The upcoming 49th G7 summit in Hiroshima, Japan, has brought a new buzzword to the forefront: “economic coercion.” However, despite its prominence in discussions among the leaders of the G7 nations, there seems to be a lack of a clear and concise definition for this term. As finance ministers wrap up their meetings, focusing on reducing inflation, the heads of state prioritize countering China’s export growth to advance their economies. In light of these developments, it becomes crucial to understand the meaning of economic coercion.
According to recent data from the Bureau Economic Briefing for the U.S. Government, the United States trade with China in 2022 saw its exports increase to $153.8 billion, and imports reach $536.8 billion. Canada, too, experienced an increase in imports from China, surpassing $100 billion for the first time.
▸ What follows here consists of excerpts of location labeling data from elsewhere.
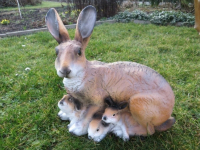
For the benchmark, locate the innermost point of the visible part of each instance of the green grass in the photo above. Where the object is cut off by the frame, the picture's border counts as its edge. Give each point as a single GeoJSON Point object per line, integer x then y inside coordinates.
{"type": "Point", "coordinates": [45, 4]}
{"type": "Point", "coordinates": [28, 99]}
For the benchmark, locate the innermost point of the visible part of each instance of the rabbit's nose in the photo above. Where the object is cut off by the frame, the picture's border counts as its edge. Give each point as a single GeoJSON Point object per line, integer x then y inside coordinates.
{"type": "Point", "coordinates": [65, 71]}
{"type": "Point", "coordinates": [104, 118]}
While economic coercion has become a prevalent concern among the G7 nations, a precise definition remains elusive. The term generally refers to using economic measures to manipulate or pressure another country to alter its policies or behaviour. It can include imposing trade barriers, tariffs, sanctions, or other restrictive measures designed to weaken the target country’s economy. Despite its ambiguous nature, economic coercion often involves a combination of political, diplomatic, and economic tactics intended to achieve strategic objectives.
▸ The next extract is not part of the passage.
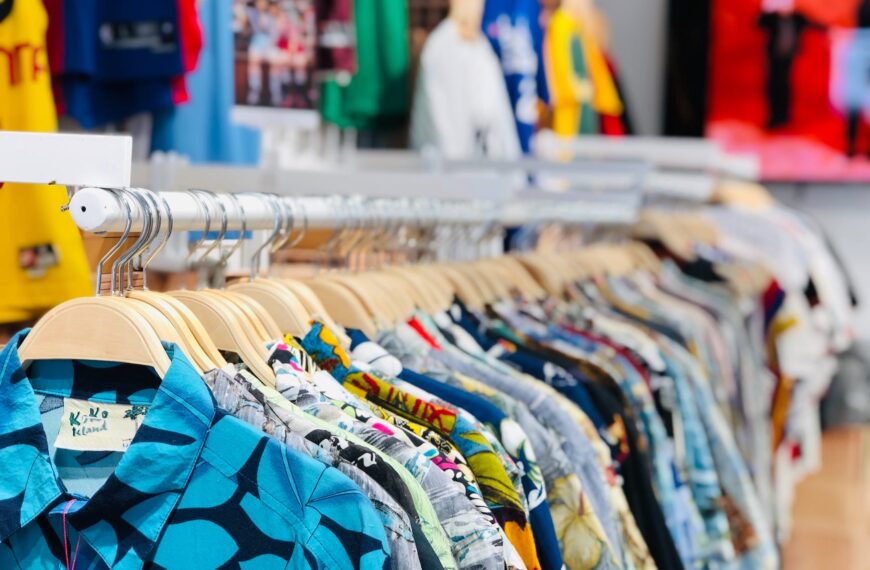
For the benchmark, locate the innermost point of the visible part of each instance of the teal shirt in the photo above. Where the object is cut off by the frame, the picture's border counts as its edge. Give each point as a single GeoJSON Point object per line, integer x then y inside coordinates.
{"type": "Point", "coordinates": [196, 488]}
The impact of economic coercion has been witnessed in recent history, with former US President Donald Trump’s administration providing a noteworthy example. During his tenure, the US government imposed a staggering 3,900 sanctions, averaging three per day. Even under the current Biden administration, the number of sanctioned parties has soared, reaching approximately 9,421 by late 2021—an increase of 933% since 2000. These actions have affected over 40 countries and nearly half of the world’s population, showcasing the widespread ramifications of economic coercion.
As the G7 nations contemplate countering China’s export growth, it is crucial to consider the costs and consequences of engaging in a trade war. Previous experiences, such as the repercussions faced by Canada’s aluminium producers under Trump’s “America First” policies, have demonstrated the devastating impact on industries and citizens. Global trade wars inevitably lead to increased costs of living, higher prices for essential commodities, and financial strain on individuals worldwide. Given that the global economy and stock markets are highly responsive to the words and actions of these influential nations, the G7 leaders must tread carefully and consider the real-time, real-life effects their decisions have on citizens.
While the G7 leaders aim to address economic coercion and counter China’s export growth, the lack of a clear definition poses a significant challenge. Engaging in a trade war or resorting to economic measures without careful consideration can have detrimental consequences for businesses, economies, and citizens. Instead, it is vital for the G7 nations to foster open dialogue, seek mutually beneficial solutions, and prioritize diplomatic approaches to resolve trade imbalances. By doing so, they can ensure a stable and prosperous global economy that benefits all parties involved.